What is this weird thing and how much could I sell it for?





























Thanks!


----------



## Ford5610II (Jun 11, 2020)

Its part of a tower from a very old irrigation pivot system. Its probably not worth much, unless one your neighbors needs it for spare parts.


----------



## bmaverick (Feb 20, 2014)

That was the Wright brothers first prototype.


----------



## bmaverick (Feb 20, 2014)

pioneerMan said:


> What is this weird thing and how much could I sell it for?
> 
> View attachment 77451
> 
> ...


As n FYI, those metal style wheels are in HIGH demand to both collectors and road side stores that want a vintage look. Bet they can go for $250 to $500 each!


----------



## pioneerMan (11 mo ago)

bmaverick said:


> As n FYI, those metal style wheels are in HIGH demand to both collectors and road side stores that want a vintage look. Bet they can go for $250 to $500 each!


The problem is getting my ad in front of the vintage collector's face. Most people will see this thing as a piece of junk.


----------



## bmaverick (Feb 20, 2014)

pioneerMan said:


> The problem is getting my ad in front of the vintage collector's face. Most people will see this thing as a piece of junk.


You need to find the RIGHT AUDIENCE and it will go for good money.

Any brand ID plate on the machine?


----------



## ovrszd (12 mo ago)

The only thing there that's of value is the steel wheels. Disassemble it and put the wheels on Facebook Marketplace. I'm not as optimistic as Maverick. They should bring $60 each.

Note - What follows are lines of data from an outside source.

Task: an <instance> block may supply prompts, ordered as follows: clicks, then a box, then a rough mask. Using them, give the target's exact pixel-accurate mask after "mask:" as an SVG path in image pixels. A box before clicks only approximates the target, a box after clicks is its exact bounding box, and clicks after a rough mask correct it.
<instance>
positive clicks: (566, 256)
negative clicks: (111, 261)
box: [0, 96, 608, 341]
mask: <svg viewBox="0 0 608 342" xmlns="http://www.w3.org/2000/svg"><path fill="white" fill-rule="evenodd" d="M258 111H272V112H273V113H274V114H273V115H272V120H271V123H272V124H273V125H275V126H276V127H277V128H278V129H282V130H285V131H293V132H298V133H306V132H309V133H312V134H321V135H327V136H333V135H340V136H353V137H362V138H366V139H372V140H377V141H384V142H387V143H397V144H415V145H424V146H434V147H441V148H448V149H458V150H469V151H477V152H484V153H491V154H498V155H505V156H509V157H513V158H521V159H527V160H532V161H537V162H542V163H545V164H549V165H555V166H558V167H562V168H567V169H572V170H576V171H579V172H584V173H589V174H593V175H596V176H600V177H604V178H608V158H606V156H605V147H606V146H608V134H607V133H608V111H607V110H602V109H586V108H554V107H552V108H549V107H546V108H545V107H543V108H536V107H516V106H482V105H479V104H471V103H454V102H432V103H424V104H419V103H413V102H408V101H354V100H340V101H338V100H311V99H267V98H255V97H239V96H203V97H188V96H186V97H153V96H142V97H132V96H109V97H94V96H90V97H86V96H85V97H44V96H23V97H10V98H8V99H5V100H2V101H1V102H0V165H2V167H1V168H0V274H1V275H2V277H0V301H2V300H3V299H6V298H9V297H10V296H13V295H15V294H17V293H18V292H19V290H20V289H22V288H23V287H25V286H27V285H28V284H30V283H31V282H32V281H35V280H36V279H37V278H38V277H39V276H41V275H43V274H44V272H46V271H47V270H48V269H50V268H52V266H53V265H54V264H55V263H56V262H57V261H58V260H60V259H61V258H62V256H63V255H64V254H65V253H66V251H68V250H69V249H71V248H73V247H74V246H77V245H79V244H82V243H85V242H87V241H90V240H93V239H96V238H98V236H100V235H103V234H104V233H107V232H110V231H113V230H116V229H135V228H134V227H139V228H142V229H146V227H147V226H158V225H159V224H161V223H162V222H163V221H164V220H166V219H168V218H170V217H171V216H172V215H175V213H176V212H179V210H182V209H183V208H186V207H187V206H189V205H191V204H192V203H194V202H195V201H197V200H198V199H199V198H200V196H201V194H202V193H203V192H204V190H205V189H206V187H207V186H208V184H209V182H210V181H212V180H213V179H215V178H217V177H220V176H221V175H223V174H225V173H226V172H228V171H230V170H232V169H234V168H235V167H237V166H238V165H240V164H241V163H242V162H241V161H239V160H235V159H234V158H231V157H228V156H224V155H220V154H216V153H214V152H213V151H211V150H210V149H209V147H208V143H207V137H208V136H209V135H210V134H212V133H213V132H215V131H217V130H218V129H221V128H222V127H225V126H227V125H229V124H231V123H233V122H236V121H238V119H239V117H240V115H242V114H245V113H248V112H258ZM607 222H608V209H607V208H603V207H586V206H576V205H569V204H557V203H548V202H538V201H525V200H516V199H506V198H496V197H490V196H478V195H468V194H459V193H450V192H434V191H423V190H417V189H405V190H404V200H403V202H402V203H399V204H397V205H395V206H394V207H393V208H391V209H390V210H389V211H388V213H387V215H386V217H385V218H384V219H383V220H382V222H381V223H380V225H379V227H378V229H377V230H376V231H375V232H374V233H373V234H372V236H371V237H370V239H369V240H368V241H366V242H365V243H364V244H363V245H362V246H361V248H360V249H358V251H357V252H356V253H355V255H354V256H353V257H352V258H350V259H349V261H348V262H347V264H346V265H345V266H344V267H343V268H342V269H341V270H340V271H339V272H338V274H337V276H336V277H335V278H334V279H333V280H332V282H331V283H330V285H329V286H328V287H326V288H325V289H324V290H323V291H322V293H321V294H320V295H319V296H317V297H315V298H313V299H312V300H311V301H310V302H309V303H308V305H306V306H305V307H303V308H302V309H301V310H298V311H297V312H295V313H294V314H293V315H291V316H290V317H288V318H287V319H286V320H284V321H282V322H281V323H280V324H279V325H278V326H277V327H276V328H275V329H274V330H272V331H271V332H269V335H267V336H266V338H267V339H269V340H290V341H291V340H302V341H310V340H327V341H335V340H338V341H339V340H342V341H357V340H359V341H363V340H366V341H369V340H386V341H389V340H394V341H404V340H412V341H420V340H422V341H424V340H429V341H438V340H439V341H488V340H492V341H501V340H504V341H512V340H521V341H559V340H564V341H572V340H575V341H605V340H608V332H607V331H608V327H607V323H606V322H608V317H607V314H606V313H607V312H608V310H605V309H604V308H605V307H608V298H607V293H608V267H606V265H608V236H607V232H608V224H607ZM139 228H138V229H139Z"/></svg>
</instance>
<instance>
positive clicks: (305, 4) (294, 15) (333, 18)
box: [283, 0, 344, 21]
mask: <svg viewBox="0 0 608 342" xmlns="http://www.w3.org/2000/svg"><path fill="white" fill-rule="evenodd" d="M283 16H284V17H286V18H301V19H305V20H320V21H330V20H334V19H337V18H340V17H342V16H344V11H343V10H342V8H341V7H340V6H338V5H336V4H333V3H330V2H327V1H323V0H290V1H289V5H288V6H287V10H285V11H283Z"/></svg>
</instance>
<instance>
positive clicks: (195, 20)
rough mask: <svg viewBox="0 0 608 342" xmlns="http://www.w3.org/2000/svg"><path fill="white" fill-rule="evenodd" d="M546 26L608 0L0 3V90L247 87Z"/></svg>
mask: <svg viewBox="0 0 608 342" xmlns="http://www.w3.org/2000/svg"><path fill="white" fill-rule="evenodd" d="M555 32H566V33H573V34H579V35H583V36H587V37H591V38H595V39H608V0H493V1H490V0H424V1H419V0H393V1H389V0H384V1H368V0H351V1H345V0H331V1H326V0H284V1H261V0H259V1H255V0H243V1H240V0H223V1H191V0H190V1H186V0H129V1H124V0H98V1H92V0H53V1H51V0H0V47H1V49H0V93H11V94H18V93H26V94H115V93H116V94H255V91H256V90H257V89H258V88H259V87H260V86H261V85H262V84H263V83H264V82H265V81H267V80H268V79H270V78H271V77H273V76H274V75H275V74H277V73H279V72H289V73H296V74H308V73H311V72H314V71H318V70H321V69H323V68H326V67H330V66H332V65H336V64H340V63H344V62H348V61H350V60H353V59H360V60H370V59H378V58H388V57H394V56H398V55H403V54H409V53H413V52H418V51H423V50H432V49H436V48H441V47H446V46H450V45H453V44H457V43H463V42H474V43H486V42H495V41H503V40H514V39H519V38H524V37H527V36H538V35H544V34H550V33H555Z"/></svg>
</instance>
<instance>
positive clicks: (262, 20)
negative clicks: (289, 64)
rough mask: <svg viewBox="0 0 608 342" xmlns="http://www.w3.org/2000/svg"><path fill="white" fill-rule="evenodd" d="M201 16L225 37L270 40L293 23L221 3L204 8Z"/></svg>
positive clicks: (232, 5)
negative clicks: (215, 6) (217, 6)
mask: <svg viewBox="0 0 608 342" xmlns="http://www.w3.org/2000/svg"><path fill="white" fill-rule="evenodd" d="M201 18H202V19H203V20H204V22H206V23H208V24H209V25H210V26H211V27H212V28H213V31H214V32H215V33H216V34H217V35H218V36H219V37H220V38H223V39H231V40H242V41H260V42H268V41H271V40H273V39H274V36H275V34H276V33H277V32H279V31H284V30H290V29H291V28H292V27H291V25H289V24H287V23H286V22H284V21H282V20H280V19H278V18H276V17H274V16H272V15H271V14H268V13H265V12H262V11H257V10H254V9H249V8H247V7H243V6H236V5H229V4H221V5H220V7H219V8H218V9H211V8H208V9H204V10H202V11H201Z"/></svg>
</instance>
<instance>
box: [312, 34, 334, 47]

Maybe $200 for both if they match.


----------



## SidecarFlip (Mar 25, 2021)

Far as I'm concerned, it IS A PIECE OF JUNK..... Sagebrush is worth more IMO.


----------



## bmaverick (Feb 20, 2014)

WOW, if the steel wheels came off a classic John Deere B, they would be $800 each. Looking at the weak spokes, they are not tractor rear wheel quality. 

Could you make a cart or something with them? 

What other piles of stuff is out there? I do see some old tires and rims from vehicles too.


----------



## pioneerMan (11 mo ago)

bmaverick said:


> WOW, if the steel wheels came off a classic John Deere B, they would be $800 each. Looking at the weak spokes, they are not tractor rear wheel quality. Could you make a cart or something with them?
> 
> What other piles of stuff is out there? I do see some old tires and rims from vehicles too.


I don't want to make a cart or anything out of this junk. I'm too busy working on my website and trying to get rid of all the other junk since my neighbor's death two months ago. What other stuff is out here? I'm glad you asked...





__





Find 39934 For Sale | ksl.com


Find 39934 for sale near you or sell to local buyers. Search listings for 39934 and other items on KSL Classifieds.



classifieds.ksl.com


----------



## ovrszd (12 mo ago)

pioneerMan said:


> I don't want to make a cart or anything out of this junk. I'm too busy working on my website and trying to get rid of all the other junk since my neighbor's death two months ago. What other stuff is out here? I'm glad you asked...
> 
> 
> 
> ...


One man's treasure is another man's junk. I would treat this with respect. It was his treasure. Wish he was my neighbor.


----------